Evaluator for Drug Court Jesse Gerardo Hernandez, says,"we have a high rate of alcoholism and people using cocaine and they use them together.
This is a perfect opportunity to work with a population that has never really been studied."
The drug court program is using funds from a SAMHSA Grant to conduct a study that will test a drug called Vivitrol on Hispanics dependent on alcohol and opiate products.
The individuals used in the study are from the Drug Court Program as part of a diversion to prison, where 66 percent of the clients are dependent on opiates and 67 percent on alcohol."
What vivitrol does is helps the prevention of relapse.

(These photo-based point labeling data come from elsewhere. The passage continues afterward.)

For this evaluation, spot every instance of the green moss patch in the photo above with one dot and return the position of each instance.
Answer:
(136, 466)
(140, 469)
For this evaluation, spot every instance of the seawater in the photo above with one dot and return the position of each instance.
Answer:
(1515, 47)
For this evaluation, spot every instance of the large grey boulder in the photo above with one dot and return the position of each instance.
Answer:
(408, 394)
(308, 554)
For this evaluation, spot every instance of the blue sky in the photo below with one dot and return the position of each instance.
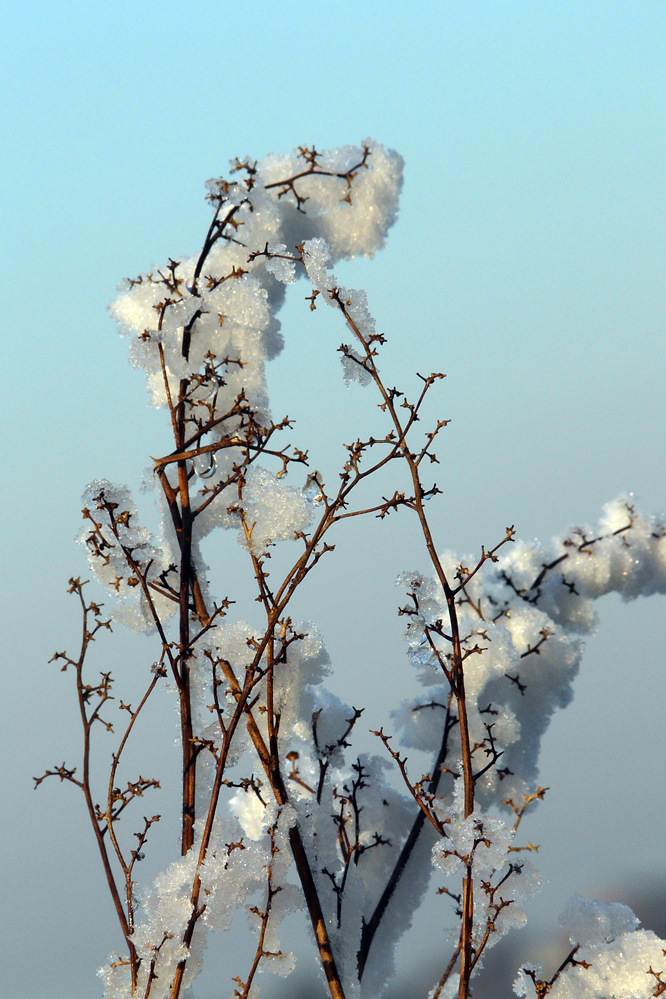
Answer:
(527, 263)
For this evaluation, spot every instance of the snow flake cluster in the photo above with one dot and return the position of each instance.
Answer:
(202, 329)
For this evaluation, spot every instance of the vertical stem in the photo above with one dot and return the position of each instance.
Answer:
(185, 540)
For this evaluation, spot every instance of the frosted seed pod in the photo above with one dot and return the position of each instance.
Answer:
(205, 465)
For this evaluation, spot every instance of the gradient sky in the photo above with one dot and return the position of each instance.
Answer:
(527, 263)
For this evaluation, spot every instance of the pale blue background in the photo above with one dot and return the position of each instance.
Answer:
(528, 264)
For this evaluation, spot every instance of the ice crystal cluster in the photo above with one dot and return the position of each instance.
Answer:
(203, 330)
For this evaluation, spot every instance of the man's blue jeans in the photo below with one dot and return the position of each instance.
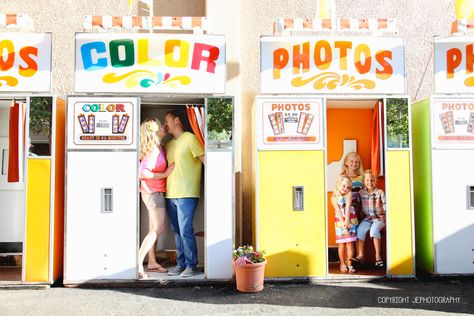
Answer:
(181, 213)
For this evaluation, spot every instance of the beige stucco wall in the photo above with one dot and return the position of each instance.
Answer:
(418, 21)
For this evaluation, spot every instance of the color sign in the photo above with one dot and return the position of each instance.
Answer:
(25, 62)
(150, 63)
(102, 122)
(289, 122)
(359, 65)
(453, 123)
(454, 64)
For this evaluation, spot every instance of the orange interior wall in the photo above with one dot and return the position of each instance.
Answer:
(346, 124)
(60, 152)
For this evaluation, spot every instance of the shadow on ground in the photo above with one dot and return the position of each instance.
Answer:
(451, 296)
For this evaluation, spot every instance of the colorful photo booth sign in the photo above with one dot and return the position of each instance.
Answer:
(357, 65)
(453, 123)
(150, 63)
(287, 123)
(454, 64)
(102, 122)
(25, 62)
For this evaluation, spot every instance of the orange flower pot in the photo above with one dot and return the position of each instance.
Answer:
(249, 278)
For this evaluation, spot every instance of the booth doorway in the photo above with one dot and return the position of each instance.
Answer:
(154, 107)
(354, 125)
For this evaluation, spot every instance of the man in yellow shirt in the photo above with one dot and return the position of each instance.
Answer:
(182, 191)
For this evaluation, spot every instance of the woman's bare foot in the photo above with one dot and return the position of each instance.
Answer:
(156, 268)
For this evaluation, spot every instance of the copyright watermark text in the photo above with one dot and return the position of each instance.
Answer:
(418, 300)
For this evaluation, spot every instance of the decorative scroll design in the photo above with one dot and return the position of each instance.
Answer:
(332, 80)
(146, 79)
(8, 80)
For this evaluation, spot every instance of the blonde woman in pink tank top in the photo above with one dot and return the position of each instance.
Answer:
(152, 172)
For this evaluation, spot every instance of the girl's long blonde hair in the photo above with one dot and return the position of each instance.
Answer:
(149, 139)
(339, 181)
(345, 170)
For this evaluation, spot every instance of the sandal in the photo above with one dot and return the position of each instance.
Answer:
(357, 262)
(159, 269)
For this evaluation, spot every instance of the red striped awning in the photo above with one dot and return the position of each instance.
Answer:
(364, 25)
(16, 21)
(107, 22)
(462, 26)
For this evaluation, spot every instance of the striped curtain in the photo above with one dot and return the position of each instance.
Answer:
(465, 9)
(377, 146)
(196, 120)
(16, 141)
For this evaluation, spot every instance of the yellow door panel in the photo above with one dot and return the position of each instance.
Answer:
(294, 241)
(399, 215)
(37, 220)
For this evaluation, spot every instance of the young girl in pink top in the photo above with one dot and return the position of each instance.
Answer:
(153, 172)
(345, 222)
(352, 168)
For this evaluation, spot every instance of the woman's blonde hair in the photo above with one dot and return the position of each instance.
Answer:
(339, 181)
(345, 170)
(368, 172)
(149, 139)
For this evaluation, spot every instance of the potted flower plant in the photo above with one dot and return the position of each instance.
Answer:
(249, 267)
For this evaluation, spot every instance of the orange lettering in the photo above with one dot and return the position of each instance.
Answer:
(280, 60)
(325, 63)
(383, 58)
(343, 46)
(453, 59)
(362, 68)
(301, 58)
(31, 65)
(8, 63)
(469, 59)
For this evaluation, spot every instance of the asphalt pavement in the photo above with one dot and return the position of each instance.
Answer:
(408, 297)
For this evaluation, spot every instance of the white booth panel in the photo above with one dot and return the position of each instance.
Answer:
(453, 222)
(12, 216)
(101, 245)
(219, 215)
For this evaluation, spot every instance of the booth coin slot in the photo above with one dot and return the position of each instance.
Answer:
(4, 161)
(107, 198)
(298, 198)
(470, 197)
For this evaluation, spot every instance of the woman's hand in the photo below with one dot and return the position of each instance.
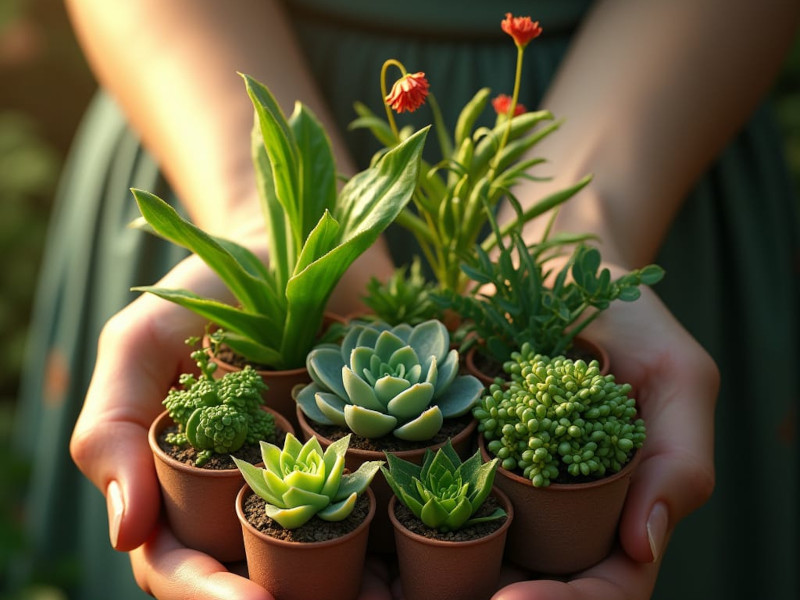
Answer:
(675, 383)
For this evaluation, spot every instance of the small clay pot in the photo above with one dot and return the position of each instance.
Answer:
(381, 532)
(580, 345)
(565, 527)
(433, 569)
(200, 502)
(330, 569)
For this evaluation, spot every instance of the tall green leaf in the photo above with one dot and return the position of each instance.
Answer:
(250, 291)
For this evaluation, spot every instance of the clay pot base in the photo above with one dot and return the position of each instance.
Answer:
(315, 530)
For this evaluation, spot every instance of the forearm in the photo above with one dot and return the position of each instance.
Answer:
(650, 93)
(172, 67)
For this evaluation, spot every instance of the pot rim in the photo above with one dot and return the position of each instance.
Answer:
(500, 531)
(305, 426)
(163, 420)
(246, 490)
(555, 488)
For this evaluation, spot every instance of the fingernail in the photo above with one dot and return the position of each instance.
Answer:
(116, 507)
(657, 524)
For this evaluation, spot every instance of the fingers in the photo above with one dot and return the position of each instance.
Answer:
(169, 571)
(616, 578)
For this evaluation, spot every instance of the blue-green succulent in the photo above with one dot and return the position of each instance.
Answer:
(218, 415)
(443, 493)
(559, 415)
(301, 481)
(383, 380)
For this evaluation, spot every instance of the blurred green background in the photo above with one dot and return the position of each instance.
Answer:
(44, 87)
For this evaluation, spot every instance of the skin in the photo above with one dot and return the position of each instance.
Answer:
(645, 143)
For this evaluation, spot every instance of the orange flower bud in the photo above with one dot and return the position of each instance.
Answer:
(522, 29)
(408, 92)
(501, 103)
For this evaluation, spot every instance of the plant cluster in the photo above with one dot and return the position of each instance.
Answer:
(478, 166)
(218, 415)
(558, 414)
(385, 380)
(531, 302)
(300, 481)
(443, 492)
(313, 233)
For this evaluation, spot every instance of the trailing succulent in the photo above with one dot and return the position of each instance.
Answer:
(384, 380)
(301, 481)
(558, 414)
(218, 415)
(443, 493)
(525, 306)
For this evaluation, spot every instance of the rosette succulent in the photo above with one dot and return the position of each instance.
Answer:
(218, 415)
(385, 380)
(558, 414)
(301, 481)
(443, 493)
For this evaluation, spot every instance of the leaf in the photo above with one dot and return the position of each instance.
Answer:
(317, 172)
(247, 289)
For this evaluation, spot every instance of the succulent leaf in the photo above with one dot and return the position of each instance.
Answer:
(401, 380)
(305, 481)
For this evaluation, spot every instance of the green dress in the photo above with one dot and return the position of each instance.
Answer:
(731, 257)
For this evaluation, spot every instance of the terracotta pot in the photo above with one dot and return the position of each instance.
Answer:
(562, 528)
(200, 502)
(581, 345)
(331, 569)
(381, 532)
(280, 383)
(440, 570)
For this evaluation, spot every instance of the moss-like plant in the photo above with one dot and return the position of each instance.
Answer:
(559, 415)
(301, 481)
(384, 380)
(218, 415)
(443, 493)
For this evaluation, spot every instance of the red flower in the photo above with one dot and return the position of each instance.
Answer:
(522, 29)
(408, 92)
(502, 103)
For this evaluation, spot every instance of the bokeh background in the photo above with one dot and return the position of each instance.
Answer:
(44, 86)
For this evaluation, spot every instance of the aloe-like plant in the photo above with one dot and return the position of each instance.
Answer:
(313, 233)
(555, 415)
(218, 415)
(443, 492)
(300, 481)
(382, 380)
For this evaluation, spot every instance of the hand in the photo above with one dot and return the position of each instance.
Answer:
(675, 383)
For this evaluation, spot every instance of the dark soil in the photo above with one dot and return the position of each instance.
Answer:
(450, 428)
(188, 455)
(472, 532)
(315, 530)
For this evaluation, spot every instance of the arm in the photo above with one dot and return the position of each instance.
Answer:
(650, 93)
(171, 66)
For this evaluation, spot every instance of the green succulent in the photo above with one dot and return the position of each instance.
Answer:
(218, 415)
(404, 298)
(558, 414)
(301, 481)
(384, 380)
(443, 493)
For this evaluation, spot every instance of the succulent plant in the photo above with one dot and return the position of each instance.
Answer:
(443, 493)
(559, 414)
(301, 481)
(218, 415)
(384, 380)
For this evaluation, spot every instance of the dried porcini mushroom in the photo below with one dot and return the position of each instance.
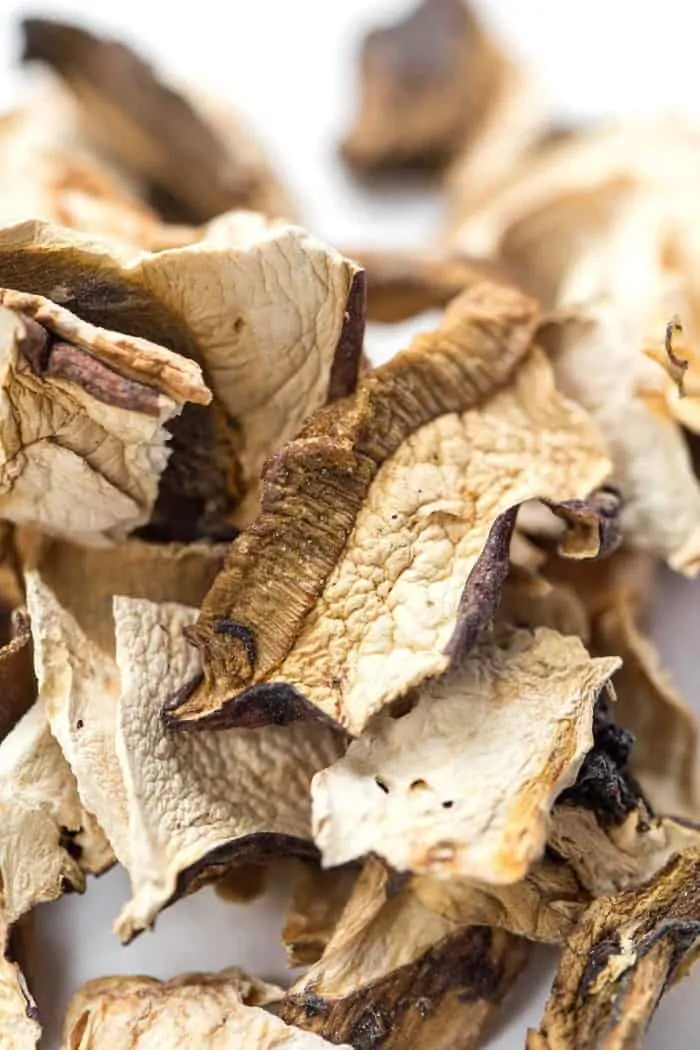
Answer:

The drug closes the nuero pathways to the addiction, helping patients fight urges.
Hernandez says,"if they use it for about a year their brain can rest up they can get a strong recovery and will be more successful spend less money in treatment less money in recovery rooms and a better chance of recovery."
Past medications required the user to orally ingest the medicine.
Vivitrol users take an injection every 4 weeks; preventing addicts from the daily choice of taking their medication.
“So it really an important medication, it takes the daily dosing, the daily adherence, that daily decision making for the individual suffering from the addiction, it removes that decision for them," said Associate Director for the company Alkermes, Melanie Davis.
Past medication like Oxycontin used to relieve pain to patients, could still be abused but this drug has no such dependent side effects.
Davis says,"it's non addictive, non-narcotic so theres no physical dependence it's just another tool to help them to the road to recovery."
Hernandez says a long road is ahead of him the outcome will be great; he says,"we want our clients to be clean and sober we want them to be health productive citizens here in our community that is without a doubt the most important thing."